Thanks - that makes total sense for a company that does this for a living, especially on GL for more scalable rendering. I'll also be checking out your product.


Vega is low level, but built on top of D3.

https://vega.github.io/vega/about/vega-and-d3/

Vega lite is what I use as my day to day web graphing driver (it exports to svg which is awesome...)


ECharts has been very nice, it's free and open source https://echarts.apache.org/en/index.html


Bonus is that it uses almost the identical APIs as HighCharts. We switched from HighCharts to eCharts at my work and we've been happy with it.


Thanks for this. Never seen HighCharts. Looks nice (pending $$$)


We use Highcharts at work, and have for years. It's a really good library, definitely worth the money. We had a recent adventure with building new charts in Victory, but performance was not good and we came back to Highcharts and removed all our Victory code.

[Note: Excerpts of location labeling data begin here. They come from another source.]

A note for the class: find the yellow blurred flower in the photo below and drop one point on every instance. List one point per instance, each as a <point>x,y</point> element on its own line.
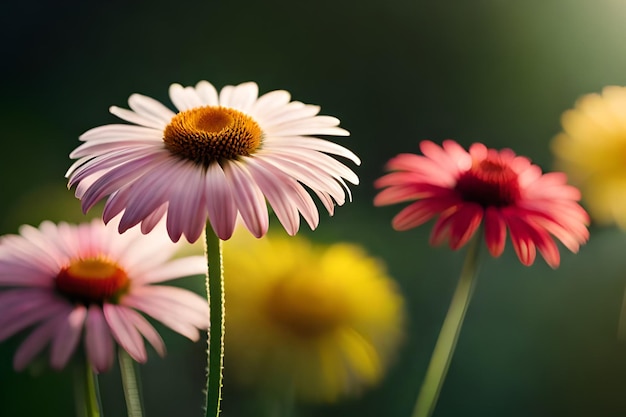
<point>592,150</point>
<point>316,322</point>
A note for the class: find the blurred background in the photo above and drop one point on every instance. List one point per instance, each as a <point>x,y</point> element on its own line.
<point>536,342</point>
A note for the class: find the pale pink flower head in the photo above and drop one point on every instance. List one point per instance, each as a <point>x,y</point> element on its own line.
<point>222,154</point>
<point>87,282</point>
<point>498,188</point>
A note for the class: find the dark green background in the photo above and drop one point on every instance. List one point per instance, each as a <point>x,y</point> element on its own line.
<point>536,342</point>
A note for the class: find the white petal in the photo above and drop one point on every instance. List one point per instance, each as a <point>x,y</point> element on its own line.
<point>249,199</point>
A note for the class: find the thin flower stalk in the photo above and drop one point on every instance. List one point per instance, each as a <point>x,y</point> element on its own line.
<point>216,296</point>
<point>449,334</point>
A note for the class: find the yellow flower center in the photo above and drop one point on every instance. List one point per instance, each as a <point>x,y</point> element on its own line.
<point>92,280</point>
<point>211,134</point>
<point>305,306</point>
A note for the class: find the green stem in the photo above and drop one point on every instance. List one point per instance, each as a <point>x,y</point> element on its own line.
<point>215,294</point>
<point>621,325</point>
<point>132,389</point>
<point>86,391</point>
<point>449,334</point>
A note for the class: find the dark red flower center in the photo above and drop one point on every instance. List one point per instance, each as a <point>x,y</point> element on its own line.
<point>490,183</point>
<point>92,280</point>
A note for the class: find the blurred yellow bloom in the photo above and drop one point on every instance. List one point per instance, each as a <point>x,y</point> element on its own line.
<point>592,150</point>
<point>316,322</point>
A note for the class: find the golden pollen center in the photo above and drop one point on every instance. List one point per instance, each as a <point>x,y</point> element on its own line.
<point>305,307</point>
<point>489,183</point>
<point>211,134</point>
<point>92,280</point>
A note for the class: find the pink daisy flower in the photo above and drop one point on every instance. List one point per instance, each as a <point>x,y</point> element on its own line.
<point>222,154</point>
<point>498,188</point>
<point>88,282</point>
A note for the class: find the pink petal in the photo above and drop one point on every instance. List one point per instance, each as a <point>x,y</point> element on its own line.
<point>523,241</point>
<point>180,310</point>
<point>147,331</point>
<point>420,212</point>
<point>183,267</point>
<point>20,309</point>
<point>187,212</point>
<point>220,203</point>
<point>495,231</point>
<point>463,224</point>
<point>150,108</point>
<point>249,199</point>
<point>125,332</point>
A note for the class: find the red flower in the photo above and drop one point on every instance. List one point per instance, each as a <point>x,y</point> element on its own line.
<point>498,187</point>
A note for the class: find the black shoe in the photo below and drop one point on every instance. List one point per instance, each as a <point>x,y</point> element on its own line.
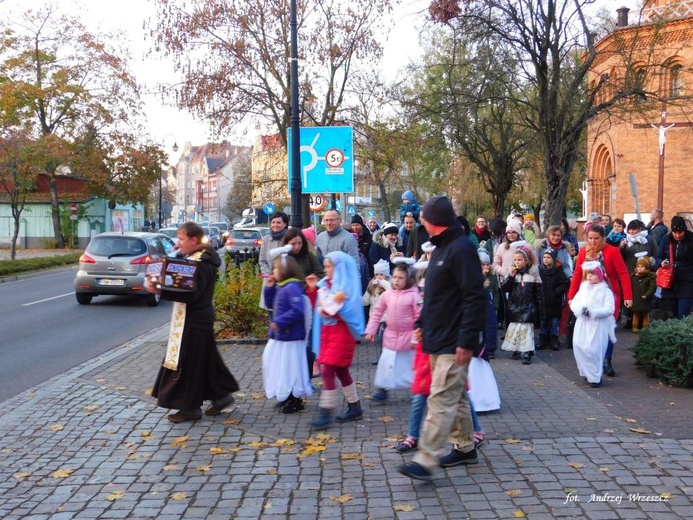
<point>456,458</point>
<point>555,343</point>
<point>219,405</point>
<point>293,405</point>
<point>353,413</point>
<point>185,416</point>
<point>416,471</point>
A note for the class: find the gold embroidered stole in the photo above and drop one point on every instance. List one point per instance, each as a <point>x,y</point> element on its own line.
<point>175,334</point>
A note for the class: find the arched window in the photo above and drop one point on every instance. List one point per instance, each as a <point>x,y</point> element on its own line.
<point>676,83</point>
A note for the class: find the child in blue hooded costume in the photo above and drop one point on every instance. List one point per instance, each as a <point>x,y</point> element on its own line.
<point>338,323</point>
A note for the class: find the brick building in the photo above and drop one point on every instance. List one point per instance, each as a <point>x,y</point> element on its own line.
<point>620,146</point>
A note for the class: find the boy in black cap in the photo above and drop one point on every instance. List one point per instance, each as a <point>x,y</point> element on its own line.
<point>555,284</point>
<point>365,238</point>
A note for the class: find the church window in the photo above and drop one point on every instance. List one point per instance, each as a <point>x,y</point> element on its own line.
<point>676,84</point>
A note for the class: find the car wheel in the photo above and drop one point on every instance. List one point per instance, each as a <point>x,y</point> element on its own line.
<point>84,298</point>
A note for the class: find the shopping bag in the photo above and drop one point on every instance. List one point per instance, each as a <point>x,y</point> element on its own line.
<point>483,389</point>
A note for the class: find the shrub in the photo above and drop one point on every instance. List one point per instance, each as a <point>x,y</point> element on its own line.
<point>236,302</point>
<point>665,350</point>
<point>25,265</point>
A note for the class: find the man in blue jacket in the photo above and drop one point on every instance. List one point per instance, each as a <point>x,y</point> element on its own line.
<point>450,323</point>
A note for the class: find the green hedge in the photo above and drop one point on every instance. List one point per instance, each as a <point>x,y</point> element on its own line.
<point>25,265</point>
<point>236,300</point>
<point>665,350</point>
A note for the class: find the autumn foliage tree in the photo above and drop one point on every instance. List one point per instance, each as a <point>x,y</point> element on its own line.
<point>553,41</point>
<point>74,96</point>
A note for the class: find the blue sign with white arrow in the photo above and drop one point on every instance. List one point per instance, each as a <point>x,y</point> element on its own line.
<point>326,159</point>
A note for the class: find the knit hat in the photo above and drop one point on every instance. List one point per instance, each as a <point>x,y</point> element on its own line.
<point>643,261</point>
<point>678,224</point>
<point>484,258</point>
<point>594,267</point>
<point>514,225</point>
<point>309,233</point>
<point>438,211</point>
<point>356,219</point>
<point>551,252</point>
<point>389,227</point>
<point>382,267</point>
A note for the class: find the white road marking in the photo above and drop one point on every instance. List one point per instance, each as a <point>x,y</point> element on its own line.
<point>48,299</point>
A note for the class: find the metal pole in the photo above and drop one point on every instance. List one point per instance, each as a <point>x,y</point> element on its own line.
<point>295,166</point>
<point>160,199</point>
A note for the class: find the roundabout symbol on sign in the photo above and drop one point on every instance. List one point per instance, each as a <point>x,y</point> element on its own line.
<point>334,158</point>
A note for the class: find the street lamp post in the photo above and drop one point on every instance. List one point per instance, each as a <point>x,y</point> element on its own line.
<point>175,149</point>
<point>296,206</point>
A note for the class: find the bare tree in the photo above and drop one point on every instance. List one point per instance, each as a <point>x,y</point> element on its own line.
<point>554,44</point>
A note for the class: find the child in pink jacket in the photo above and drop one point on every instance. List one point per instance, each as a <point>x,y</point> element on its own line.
<point>395,367</point>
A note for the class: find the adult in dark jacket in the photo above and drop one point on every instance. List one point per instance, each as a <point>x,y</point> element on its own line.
<point>307,262</point>
<point>386,243</point>
<point>656,228</point>
<point>451,319</point>
<point>554,284</point>
<point>680,297</point>
<point>365,237</point>
<point>193,370</point>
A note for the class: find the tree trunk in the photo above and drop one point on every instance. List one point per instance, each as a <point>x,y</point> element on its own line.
<point>55,211</point>
<point>383,200</point>
<point>15,235</point>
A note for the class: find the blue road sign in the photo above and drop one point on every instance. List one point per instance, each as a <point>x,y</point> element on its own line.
<point>326,159</point>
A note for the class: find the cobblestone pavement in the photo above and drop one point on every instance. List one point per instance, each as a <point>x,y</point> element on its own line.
<point>93,444</point>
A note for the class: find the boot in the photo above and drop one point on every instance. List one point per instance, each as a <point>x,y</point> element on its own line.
<point>543,341</point>
<point>555,343</point>
<point>353,413</point>
<point>327,404</point>
<point>323,420</point>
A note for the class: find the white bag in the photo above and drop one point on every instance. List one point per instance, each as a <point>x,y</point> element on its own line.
<point>483,389</point>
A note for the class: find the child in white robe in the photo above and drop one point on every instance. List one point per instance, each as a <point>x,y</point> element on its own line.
<point>593,306</point>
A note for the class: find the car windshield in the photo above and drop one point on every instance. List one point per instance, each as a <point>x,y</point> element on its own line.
<point>116,246</point>
<point>170,232</point>
<point>245,234</point>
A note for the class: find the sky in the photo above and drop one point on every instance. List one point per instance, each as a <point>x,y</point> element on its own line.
<point>167,123</point>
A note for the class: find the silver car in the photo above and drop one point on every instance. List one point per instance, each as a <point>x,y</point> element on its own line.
<point>114,264</point>
<point>247,239</point>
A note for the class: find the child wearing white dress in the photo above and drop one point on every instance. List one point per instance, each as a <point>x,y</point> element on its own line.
<point>284,360</point>
<point>594,307</point>
<point>395,367</point>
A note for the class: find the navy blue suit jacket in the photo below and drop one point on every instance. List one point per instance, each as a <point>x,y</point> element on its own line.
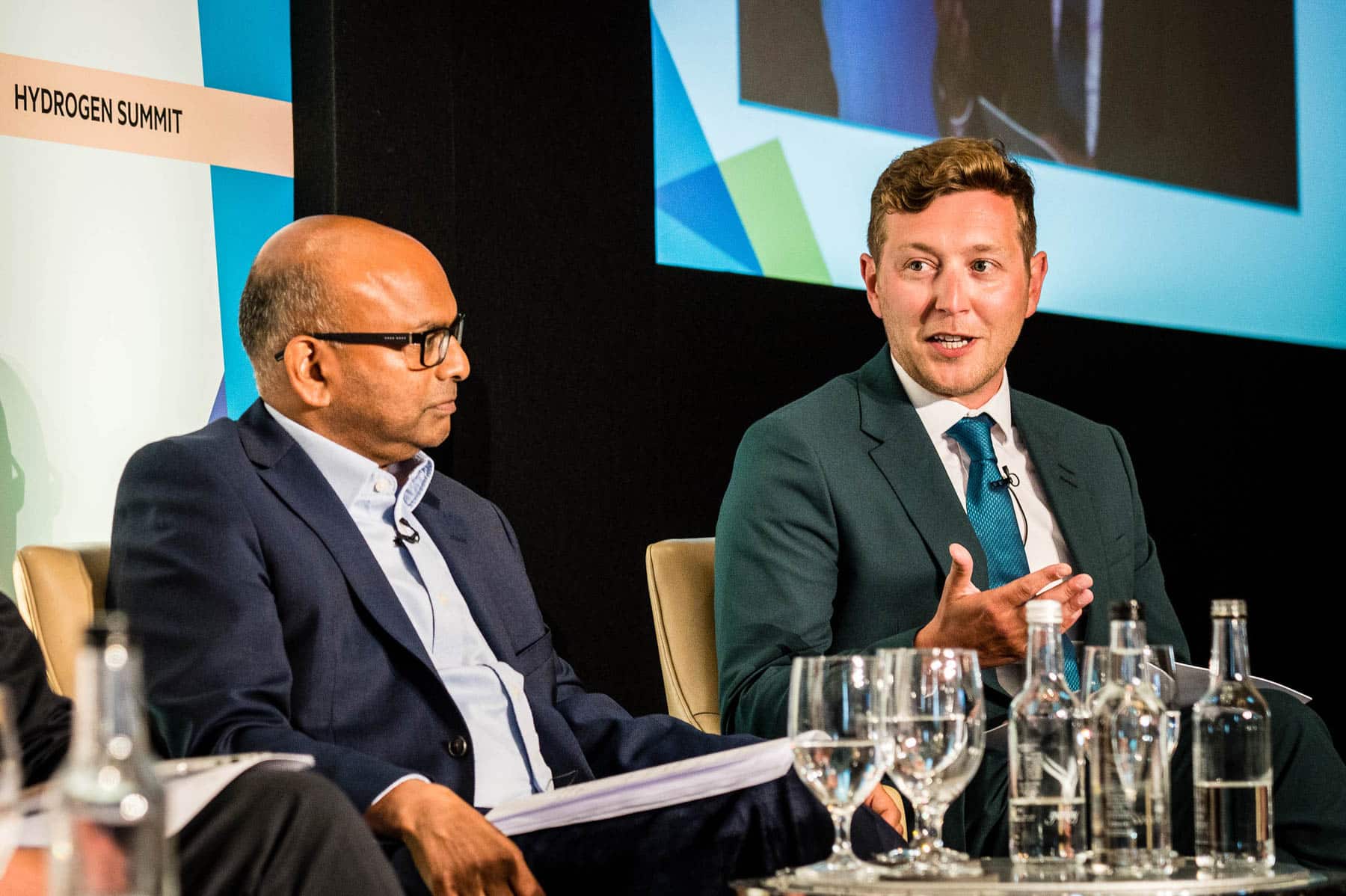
<point>268,625</point>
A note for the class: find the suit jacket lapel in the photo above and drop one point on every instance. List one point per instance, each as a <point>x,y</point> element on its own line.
<point>461,549</point>
<point>909,461</point>
<point>289,471</point>
<point>1069,500</point>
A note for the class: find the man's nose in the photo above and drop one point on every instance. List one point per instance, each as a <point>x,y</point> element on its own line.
<point>950,292</point>
<point>455,365</point>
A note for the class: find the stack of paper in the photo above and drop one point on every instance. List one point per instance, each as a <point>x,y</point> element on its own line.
<point>648,788</point>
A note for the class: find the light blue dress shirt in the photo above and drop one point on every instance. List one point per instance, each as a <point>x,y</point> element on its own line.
<point>486,692</point>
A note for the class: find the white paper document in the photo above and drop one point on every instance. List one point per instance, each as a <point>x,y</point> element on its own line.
<point>648,788</point>
<point>1193,681</point>
<point>188,785</point>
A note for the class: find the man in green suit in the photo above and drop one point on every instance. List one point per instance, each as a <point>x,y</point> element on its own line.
<point>846,529</point>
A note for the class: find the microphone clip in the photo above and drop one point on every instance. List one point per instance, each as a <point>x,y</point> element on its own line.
<point>408,537</point>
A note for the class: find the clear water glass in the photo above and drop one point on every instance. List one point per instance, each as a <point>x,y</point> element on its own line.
<point>841,749</point>
<point>937,720</point>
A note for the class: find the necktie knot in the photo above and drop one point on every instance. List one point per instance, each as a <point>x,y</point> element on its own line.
<point>974,434</point>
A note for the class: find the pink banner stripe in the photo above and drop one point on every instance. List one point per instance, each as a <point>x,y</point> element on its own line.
<point>111,111</point>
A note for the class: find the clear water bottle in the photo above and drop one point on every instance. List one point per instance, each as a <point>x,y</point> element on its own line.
<point>1128,763</point>
<point>1046,751</point>
<point>108,808</point>
<point>1231,754</point>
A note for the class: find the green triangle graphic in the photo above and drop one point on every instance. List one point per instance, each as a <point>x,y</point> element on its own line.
<point>773,215</point>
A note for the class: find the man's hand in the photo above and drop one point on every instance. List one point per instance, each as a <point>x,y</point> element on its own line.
<point>881,801</point>
<point>457,852</point>
<point>994,622</point>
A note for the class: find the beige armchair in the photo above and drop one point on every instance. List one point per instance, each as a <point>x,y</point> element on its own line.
<point>58,591</point>
<point>681,577</point>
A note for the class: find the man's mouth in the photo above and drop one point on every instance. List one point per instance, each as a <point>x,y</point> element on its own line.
<point>952,343</point>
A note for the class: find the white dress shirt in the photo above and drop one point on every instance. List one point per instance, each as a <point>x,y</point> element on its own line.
<point>1042,538</point>
<point>488,693</point>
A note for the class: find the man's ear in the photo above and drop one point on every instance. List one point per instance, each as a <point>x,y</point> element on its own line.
<point>304,370</point>
<point>870,274</point>
<point>1036,274</point>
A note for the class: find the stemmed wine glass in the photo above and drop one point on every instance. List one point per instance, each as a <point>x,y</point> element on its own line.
<point>11,779</point>
<point>937,722</point>
<point>838,708</point>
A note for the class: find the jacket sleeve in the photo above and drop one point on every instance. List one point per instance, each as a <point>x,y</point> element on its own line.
<point>40,717</point>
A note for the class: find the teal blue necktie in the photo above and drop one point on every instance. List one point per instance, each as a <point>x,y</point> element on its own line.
<point>991,515</point>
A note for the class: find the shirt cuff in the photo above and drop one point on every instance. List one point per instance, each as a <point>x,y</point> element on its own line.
<point>388,790</point>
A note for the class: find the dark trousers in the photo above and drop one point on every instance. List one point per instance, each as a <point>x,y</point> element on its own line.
<point>1309,794</point>
<point>282,833</point>
<point>692,848</point>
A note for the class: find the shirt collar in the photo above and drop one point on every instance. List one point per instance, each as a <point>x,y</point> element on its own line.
<point>353,475</point>
<point>937,414</point>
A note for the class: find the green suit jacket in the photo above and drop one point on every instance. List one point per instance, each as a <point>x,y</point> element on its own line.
<point>834,535</point>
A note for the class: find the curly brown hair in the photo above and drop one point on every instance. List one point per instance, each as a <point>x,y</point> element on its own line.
<point>920,177</point>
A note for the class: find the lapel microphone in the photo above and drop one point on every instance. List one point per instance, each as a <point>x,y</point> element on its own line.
<point>1010,479</point>
<point>1011,482</point>
<point>408,537</point>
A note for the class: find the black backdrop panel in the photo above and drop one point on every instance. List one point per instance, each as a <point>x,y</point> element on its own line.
<point>607,393</point>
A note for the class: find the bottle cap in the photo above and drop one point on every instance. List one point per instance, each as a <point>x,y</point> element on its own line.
<point>1228,610</point>
<point>107,626</point>
<point>1127,611</point>
<point>1043,611</point>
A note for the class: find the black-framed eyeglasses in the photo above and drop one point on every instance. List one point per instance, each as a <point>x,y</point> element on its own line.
<point>434,342</point>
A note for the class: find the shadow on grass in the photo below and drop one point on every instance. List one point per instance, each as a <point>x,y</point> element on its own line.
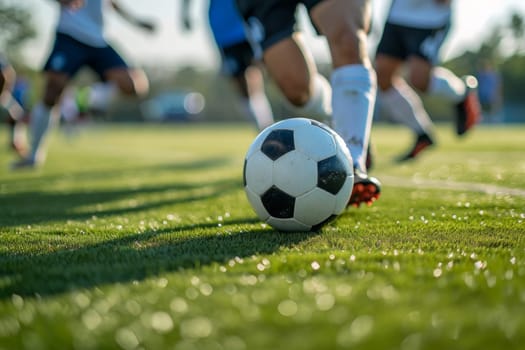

We're still happy with that decision :)


HighCharts is very nice if you don't want to invest the time into honing your d3 skills.


I started a new project using it for a project I was working at my last job ~ a year or two ago. I got a few hits from recruiters interested in it once I added it to my resume.

I liked it quite a bit. It's pretty fast and decently easy to use. Plus, all the examples Mike Bostock has thrown around online really helped for giving me examples of how to do various visualizations I was interested in.


How low level? I make GoJS, a powerful diagramming library (the focus is more on diagrams and interactivity, than data). It's low level in that you can make a lot of different things with it, but higher level in that it has things like an undo manager.

https://gojs.net/latest/index.html


Vega lite comes to mind


If you get rid of the `width = 940` line then the charts become responsive. `width` is a preset observablehq variable.